Excellent column. How interesting that the AI transhumanist "revolution" (regression?) is so close to a reverse "mirror" of the gnostic evolution.

And here: this is one of the passages I referred to in a previous comment;

" it is the unpreparedness, the unfitness of the society or of the common mind of man which is always the chief stumbling-block. It is the readiness of this common mind which is of the first importance; for even if the condition of society and the principle and rule that govern society are opposed to the spiritual change, even if these belong almost wholly to the vital, to the external, the economic, the mechanical order, as is certainly the way at present with human masses, yet if the common human mind has begun to admit the ideas proper to the higher order that is in the end to be, and the heart of man has begun to be stirred by aspirations born of these ideas, then there is a hope of some advance in the not distant future. [HC 246‒48]"

I suppose, if I understand your aims correctly, that it is this idea that moves both of us to write, to create videos, etc:

- "the readiness of the common mind to admit IDEAS proper to the higher order that is in the end to be" (along with what I think may be a far more widespread phenomenon, the heart being stirred by aspirations born of these ideas).

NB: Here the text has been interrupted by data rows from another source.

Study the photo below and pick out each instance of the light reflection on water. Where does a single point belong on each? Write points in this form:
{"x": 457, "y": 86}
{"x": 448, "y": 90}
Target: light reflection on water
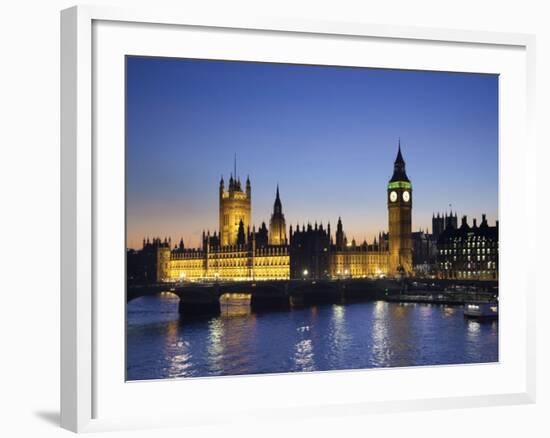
{"x": 328, "y": 337}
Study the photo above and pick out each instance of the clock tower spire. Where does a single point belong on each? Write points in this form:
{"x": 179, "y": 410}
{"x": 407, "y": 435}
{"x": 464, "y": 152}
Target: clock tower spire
{"x": 399, "y": 218}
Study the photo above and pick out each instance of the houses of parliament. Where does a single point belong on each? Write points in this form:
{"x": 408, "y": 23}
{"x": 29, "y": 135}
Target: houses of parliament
{"x": 240, "y": 251}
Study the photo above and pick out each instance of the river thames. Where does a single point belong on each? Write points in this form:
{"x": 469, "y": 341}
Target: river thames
{"x": 371, "y": 334}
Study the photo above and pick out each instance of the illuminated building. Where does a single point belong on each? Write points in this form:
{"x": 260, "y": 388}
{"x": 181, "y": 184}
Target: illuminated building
{"x": 469, "y": 252}
{"x": 399, "y": 218}
{"x": 235, "y": 209}
{"x": 277, "y": 224}
{"x": 238, "y": 252}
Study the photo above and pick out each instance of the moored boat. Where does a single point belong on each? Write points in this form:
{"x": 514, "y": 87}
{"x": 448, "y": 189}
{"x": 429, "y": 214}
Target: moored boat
{"x": 481, "y": 310}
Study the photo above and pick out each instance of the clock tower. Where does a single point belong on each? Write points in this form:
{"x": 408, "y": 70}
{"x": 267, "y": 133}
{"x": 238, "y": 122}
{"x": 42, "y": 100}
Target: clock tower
{"x": 399, "y": 218}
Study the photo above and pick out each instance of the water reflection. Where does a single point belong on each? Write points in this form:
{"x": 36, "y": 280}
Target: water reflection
{"x": 359, "y": 335}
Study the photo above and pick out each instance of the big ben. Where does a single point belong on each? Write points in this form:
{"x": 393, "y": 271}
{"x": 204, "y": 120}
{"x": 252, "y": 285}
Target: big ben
{"x": 399, "y": 218}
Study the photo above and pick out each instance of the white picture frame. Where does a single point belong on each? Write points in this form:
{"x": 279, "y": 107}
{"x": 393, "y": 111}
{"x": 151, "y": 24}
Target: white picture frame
{"x": 82, "y": 328}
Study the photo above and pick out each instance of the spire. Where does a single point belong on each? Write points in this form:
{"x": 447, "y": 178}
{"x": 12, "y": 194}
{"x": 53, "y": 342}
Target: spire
{"x": 399, "y": 173}
{"x": 277, "y": 206}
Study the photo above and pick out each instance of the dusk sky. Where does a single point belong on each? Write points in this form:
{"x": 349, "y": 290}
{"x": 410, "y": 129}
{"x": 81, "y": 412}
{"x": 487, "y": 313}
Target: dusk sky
{"x": 327, "y": 135}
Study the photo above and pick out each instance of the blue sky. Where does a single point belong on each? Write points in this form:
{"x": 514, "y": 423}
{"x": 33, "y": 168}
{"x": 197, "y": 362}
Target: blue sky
{"x": 327, "y": 135}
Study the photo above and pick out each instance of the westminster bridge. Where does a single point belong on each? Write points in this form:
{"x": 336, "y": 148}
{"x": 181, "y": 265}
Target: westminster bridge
{"x": 203, "y": 298}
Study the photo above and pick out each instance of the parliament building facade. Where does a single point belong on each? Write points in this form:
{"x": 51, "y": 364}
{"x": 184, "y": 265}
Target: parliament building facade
{"x": 239, "y": 251}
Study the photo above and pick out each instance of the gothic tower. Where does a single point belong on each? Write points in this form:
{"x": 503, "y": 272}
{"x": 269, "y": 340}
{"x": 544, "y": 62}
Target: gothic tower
{"x": 277, "y": 225}
{"x": 235, "y": 206}
{"x": 399, "y": 218}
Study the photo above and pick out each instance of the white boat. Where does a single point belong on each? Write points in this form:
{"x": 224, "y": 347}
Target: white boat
{"x": 481, "y": 310}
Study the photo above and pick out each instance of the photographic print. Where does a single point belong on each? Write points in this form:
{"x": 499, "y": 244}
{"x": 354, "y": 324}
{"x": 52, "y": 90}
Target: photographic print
{"x": 290, "y": 218}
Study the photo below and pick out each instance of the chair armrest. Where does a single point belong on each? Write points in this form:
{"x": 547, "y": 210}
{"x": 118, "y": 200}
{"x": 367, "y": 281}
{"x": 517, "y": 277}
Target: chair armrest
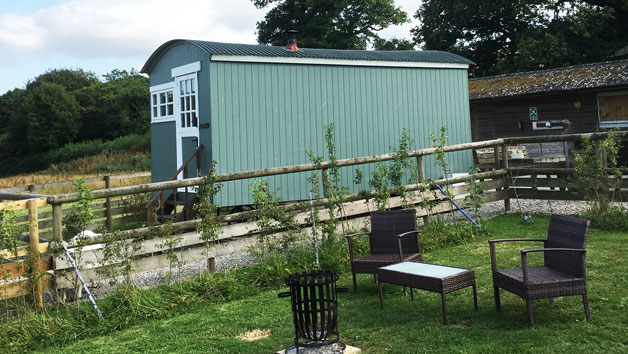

in fact, re-reading this, my sense is so many millions, if not tens of millions of human beings alive today, very much have their hearts stirred by this aspiration, but look around and do not ee anyone giving voice to these in a way that speaks to their hearts.

Charles Eisenstein wrote a book about "the more beautiful world our hearts desire," yet he has fallen down a very strange rabbit hole of conspirituality) conspiracy theories masked as "spiritual").

Who is expressing this aspiration in a way people can relate to?

Swami Medhananda spoke to Richard Hartz and others at the Ashram about a book he is writing on Sri Ramakrishna, Swami Vivekananda and Sri Aurobindo. I think he has a strong intuition about the need for people to understand Sri Aurobindo's vision. But Medhananda writes in an admirable yet complex scholarly style.

Perhaps it doesn't matter ultimately, but my sense is still that for all the John Vervaekes, and Jonathan Pageau's and Jordan Halls and Jordan Petersons and Ken Wilbers speaking of the "meaning crisis" and "polycrises," and those like Mark Vernon speaking on Gebser and the integral consciousness or Owen Barfield's "Final participation," who is speaking to those people about the Purna Advaita, about integral non dualism?